Michael “MC” Cardell Widerkrantz
mc [at] hack.org
4096R/55CEB57B 2012-11-01

Résumé.

Technology profile.

These days I work with applied research and programming at Tillitis, a small company that builds open hardware. I'm not available for assignments.

For a while I used to work as an independent consultant specialising in software development, network protocols, devops, and even system administration focusing on FreeBSD and Linux.

Most of the software I work with is released under liberal licenses, so called free, libre and open-source software. I also maintain some software projects.

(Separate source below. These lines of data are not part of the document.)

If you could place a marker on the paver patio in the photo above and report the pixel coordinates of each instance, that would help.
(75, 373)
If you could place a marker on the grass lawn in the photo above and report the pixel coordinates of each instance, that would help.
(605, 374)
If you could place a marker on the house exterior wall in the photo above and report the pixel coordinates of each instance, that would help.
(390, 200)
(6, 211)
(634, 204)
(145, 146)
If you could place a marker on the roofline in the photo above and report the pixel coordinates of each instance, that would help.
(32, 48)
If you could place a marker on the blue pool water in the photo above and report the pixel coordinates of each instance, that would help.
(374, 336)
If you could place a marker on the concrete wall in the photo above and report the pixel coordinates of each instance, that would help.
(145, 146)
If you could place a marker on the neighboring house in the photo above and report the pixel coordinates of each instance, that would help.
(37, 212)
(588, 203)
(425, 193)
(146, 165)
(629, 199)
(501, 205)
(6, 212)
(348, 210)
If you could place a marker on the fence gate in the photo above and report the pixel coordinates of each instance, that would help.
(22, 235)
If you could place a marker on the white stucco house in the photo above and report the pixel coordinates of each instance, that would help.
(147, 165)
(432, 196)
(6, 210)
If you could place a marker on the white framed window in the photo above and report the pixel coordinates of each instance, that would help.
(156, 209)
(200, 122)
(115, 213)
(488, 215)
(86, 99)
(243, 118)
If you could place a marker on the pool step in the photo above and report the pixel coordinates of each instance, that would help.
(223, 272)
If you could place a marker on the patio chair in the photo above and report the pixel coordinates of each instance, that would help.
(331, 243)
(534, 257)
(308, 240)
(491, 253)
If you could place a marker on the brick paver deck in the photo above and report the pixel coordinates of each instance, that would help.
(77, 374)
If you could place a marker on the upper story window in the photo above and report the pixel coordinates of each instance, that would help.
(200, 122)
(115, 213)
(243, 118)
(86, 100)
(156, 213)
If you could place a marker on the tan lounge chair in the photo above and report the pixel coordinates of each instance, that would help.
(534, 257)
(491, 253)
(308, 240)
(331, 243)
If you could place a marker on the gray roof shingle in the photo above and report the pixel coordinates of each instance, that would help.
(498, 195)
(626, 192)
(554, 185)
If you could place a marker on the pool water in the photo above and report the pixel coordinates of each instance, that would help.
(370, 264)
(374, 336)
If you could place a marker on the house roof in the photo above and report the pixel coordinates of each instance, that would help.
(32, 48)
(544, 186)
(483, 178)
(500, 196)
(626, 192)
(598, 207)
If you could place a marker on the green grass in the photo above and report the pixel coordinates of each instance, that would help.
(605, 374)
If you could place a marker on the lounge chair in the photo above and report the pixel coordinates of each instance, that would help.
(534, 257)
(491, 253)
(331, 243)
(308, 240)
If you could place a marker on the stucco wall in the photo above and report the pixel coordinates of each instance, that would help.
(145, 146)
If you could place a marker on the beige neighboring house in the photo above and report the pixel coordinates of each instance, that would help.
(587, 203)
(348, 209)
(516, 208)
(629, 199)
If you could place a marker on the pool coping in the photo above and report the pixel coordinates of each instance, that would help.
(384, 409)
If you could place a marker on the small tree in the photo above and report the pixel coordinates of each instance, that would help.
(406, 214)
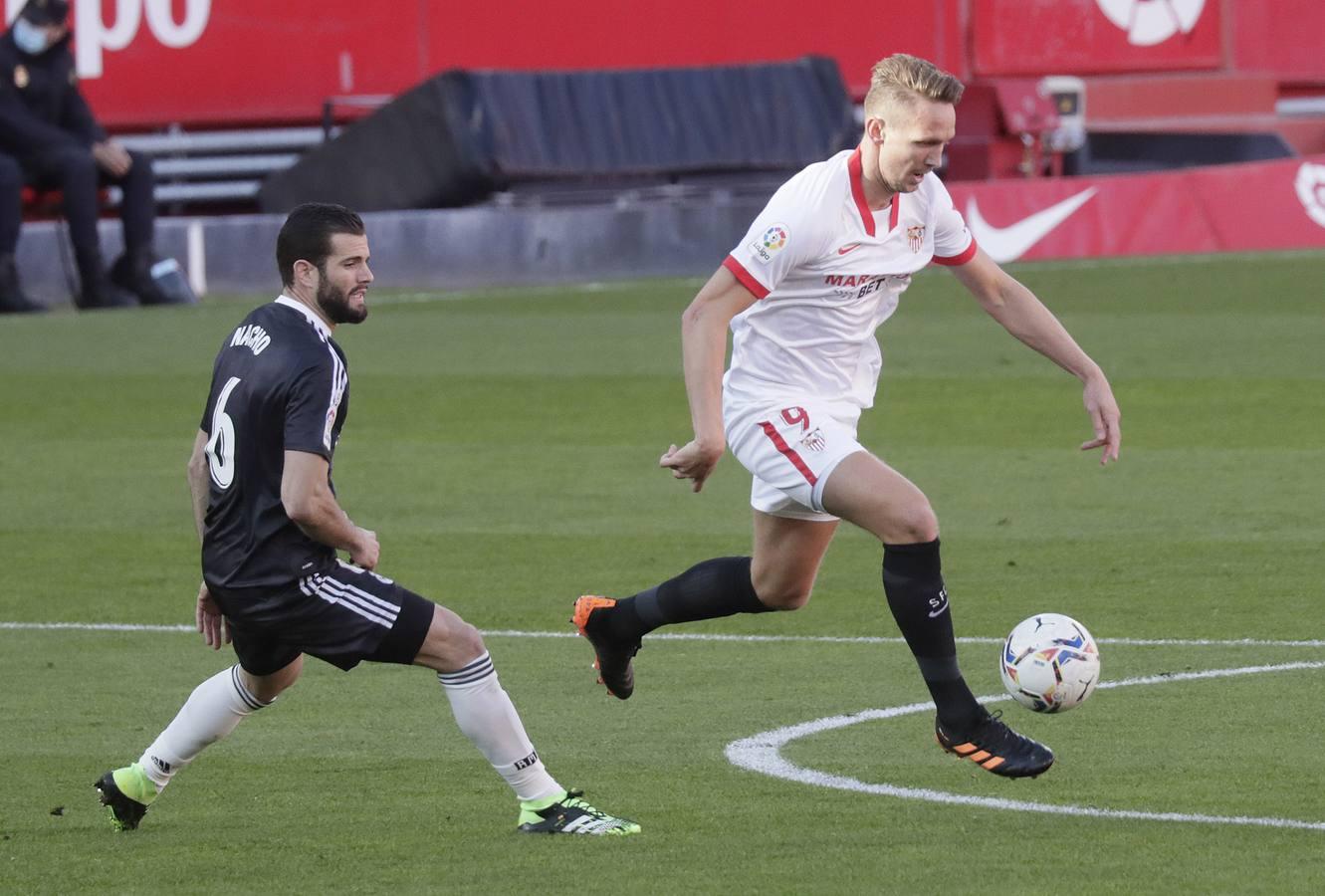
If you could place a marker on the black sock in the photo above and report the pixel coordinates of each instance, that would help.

I've written network protocol parsers, some kernel code and many *nix server programs. I've worked with many different languages and platforms, ranging from assembler to Python, but currently prefer Go/golang when I'm not writing Emacs Lisp to customize my main environment, Emacs. I've done very little GUI programming with one notable exception: an X11 window manager called mcwm.

What you can expect of me

If you want a buzzword compliant list of things I think I know something about, see my technology profile.

What I expect

In a job or an assignment I expect to spend most of my time looking at an Emacs frame, writing Go or C code (not C++!), typically compiling under FreeBSD or Linux. Some of the time I write Emacs Lisp, Perl, Python, awk, Bourne Shell or rc scripts to help me in my work.

During a typical day some time is also spent pouring over network traces from tcpdump or Wireshark or similar tools.

Most of the documentation I write using Emacs, probably in Markdown or similar.

I work mostly from home. I keep in touch with co-workers mainly through e-mail, chat, and video meetings, preferably open protocols.

I like pair programming. It can be as simple as audio with Mumble and a shared tmux.

I work part time, 30-32 hours a week.